Two-stage training evaluation

Question

Two-stage training evaluation

alfredgu001324 opened this issue a year ago · comments

Hi, I have trained two models (stage 1 and stage 2) according to your instruction. However, when I run this command
CUDA_VISIBLE_DEVICES=0 python tools/test.py /home/guxunjia/Desktop/VAD/projects/configs/VAD/VAD_base_stage_2.py /home/guxunjia/Desktop/VAD/work_dirs/VAD_base_stage_2/epoch_12.pth --launcher none --eval bbox --tmpdir tmp

The following error occur:

projects.mmdet3d_plugin WARNING!!!!, Only can be used for obtain inference speed!!!! load checkpoint from local path: /home/guxunjia/Desktop/VAD/work_dirs/VAD_base_stage_2/epoch_12.pth [>>>>>>>>>>>>>>>>>>>>>>>>>>>>>>>>>>>>>>>>>>>>>>>>>>] 81/81, 5.0 task/s, elapsed: 16s, ETA: 0sTraceback (most recent call last): File "tools/test.py", line 294, in <module> main() File "tools/test.py", line 274, in main print(dataset.evaluate(outputs['bbox_results'], **eval_kwargs)) File "/home/guxunjia/Desktop/VAD/projects/mmdet3d_plugin/datasets/nuscenes_vad_dataset.py", line 1786, in evaluate result_dict['ADE_'+cls] = all_metric_dict['ADE_'+cls] / all_metric_dict['cnt_ade_'+cls] ZeroDivisionError: float division by zero

I am using the mini dataset for training and eval.

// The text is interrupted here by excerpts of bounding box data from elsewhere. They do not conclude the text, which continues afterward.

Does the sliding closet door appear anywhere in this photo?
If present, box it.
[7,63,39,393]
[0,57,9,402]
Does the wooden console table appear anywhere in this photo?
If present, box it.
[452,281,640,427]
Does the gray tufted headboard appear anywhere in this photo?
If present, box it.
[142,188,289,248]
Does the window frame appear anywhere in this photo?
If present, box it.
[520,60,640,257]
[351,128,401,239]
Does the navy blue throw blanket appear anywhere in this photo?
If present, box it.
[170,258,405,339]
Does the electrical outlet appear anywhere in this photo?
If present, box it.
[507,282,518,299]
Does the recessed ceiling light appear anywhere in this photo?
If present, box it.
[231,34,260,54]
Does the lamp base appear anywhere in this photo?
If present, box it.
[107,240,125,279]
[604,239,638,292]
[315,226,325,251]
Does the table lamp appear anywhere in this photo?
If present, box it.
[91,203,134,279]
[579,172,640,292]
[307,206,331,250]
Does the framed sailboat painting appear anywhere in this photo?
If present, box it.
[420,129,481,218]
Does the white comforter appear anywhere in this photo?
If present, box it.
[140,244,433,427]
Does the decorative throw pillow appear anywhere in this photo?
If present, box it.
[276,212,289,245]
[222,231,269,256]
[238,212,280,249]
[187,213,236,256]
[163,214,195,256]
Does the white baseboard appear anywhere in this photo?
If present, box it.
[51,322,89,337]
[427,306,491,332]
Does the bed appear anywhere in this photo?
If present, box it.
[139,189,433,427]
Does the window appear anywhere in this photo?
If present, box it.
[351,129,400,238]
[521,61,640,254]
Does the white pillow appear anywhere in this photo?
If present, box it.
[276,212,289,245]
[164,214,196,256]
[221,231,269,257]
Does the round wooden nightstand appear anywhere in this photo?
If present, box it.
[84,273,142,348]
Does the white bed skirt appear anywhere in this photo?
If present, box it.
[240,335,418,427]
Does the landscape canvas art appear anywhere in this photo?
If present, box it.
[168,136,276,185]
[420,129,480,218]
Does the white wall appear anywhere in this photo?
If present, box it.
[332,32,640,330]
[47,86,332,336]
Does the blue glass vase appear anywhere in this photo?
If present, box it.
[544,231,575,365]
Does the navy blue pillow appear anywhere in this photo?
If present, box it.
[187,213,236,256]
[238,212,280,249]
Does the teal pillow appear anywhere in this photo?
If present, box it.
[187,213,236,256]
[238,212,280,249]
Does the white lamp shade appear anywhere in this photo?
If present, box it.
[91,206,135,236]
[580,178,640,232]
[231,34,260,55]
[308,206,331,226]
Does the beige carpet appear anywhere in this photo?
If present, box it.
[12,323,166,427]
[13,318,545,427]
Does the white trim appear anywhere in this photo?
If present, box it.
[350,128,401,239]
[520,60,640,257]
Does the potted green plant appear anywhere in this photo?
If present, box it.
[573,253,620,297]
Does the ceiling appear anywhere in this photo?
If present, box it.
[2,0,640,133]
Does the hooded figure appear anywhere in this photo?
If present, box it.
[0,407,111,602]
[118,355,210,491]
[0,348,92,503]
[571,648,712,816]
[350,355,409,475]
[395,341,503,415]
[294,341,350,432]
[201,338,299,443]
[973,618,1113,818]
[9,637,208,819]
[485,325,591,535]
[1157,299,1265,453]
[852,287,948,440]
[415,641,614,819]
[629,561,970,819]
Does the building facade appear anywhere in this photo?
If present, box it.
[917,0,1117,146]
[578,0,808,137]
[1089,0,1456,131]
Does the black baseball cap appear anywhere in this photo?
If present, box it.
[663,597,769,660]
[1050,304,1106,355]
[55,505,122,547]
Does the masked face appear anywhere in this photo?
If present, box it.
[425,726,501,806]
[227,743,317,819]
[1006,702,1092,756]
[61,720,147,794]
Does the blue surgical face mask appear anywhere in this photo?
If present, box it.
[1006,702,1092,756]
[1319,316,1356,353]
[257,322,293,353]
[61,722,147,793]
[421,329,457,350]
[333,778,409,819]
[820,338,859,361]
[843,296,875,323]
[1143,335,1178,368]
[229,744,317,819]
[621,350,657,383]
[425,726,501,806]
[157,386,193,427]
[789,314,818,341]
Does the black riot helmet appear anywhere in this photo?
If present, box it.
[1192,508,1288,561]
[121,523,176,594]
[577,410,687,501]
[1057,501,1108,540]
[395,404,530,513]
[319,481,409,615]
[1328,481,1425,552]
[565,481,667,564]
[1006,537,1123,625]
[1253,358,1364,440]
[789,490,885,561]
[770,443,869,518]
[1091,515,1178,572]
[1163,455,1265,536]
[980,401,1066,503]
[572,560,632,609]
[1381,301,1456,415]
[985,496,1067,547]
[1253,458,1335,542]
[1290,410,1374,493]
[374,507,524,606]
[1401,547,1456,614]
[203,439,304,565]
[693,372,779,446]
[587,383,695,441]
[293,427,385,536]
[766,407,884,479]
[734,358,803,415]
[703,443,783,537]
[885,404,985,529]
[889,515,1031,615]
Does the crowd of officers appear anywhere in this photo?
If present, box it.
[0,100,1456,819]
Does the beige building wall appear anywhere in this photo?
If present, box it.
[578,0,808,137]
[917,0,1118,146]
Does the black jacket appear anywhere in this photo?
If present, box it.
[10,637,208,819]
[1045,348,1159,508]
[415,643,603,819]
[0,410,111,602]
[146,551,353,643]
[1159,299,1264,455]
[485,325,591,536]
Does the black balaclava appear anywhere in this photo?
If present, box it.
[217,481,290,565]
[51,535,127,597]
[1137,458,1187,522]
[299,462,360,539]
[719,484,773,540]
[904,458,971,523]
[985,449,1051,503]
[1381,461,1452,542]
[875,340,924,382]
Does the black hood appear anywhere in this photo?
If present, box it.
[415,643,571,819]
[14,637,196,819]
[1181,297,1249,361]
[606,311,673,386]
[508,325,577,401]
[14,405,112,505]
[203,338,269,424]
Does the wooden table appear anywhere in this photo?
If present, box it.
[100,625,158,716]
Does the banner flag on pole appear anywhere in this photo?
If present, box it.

I checked the 'all_metric_dict' and it shows the following:

(Pdb) all_metric_dict {'gt_car': 701.0, 'gt_pedestrian': 659.0, 'cnt_ade_car': 0.0, 'cnt_ade_pedestrian': 2.0, 'cnt_fde_car': 0.0, 'cnt_fde_pedestrian': 0.0, 'hit_car': 0.0, 'hit_pedestrian': 0.0, 'fp_car': 46.0, 'fp_pedestrian': 0.0, 'ADE_car': 0.0, 'ADE_pedestrian': tensor(2.8956), 'FDE_car': 0.0, 'FDE_pedestrian': 0.0, 'MR_car': 0.0, 'MR_pedestrian': 0.0}

I am wondering if this is normal since I am using the mini dataset for training (just trying out), and it will affect the performance of the model and leads to these zeros values. When I am using your checkpoint model, everything is fine. I am wondering what is the correct file/procedure for evaluating the two-stage model?

Thank you so much!

alfredgu001324 · Answer 1 · Thu Aug 31 2023 22:41:29 GMT+0800 (China Standard Time)

I also tried training end-to-end on the mini dataset, the problem still occurs. So I am guessing that the small dataset is not enough to train at least some minimal results for exploring?

Bo Jiang · Answer 2 · Thu Sep 07 2023 10:59:24 GMT+0800 (China Standard Time)

Yes, the mini dataset of nuScenes is very small, and I think the original epoch configs are insufficient for convergence. If you want to try on the mini dataset, I think at least a much larger epoch is required.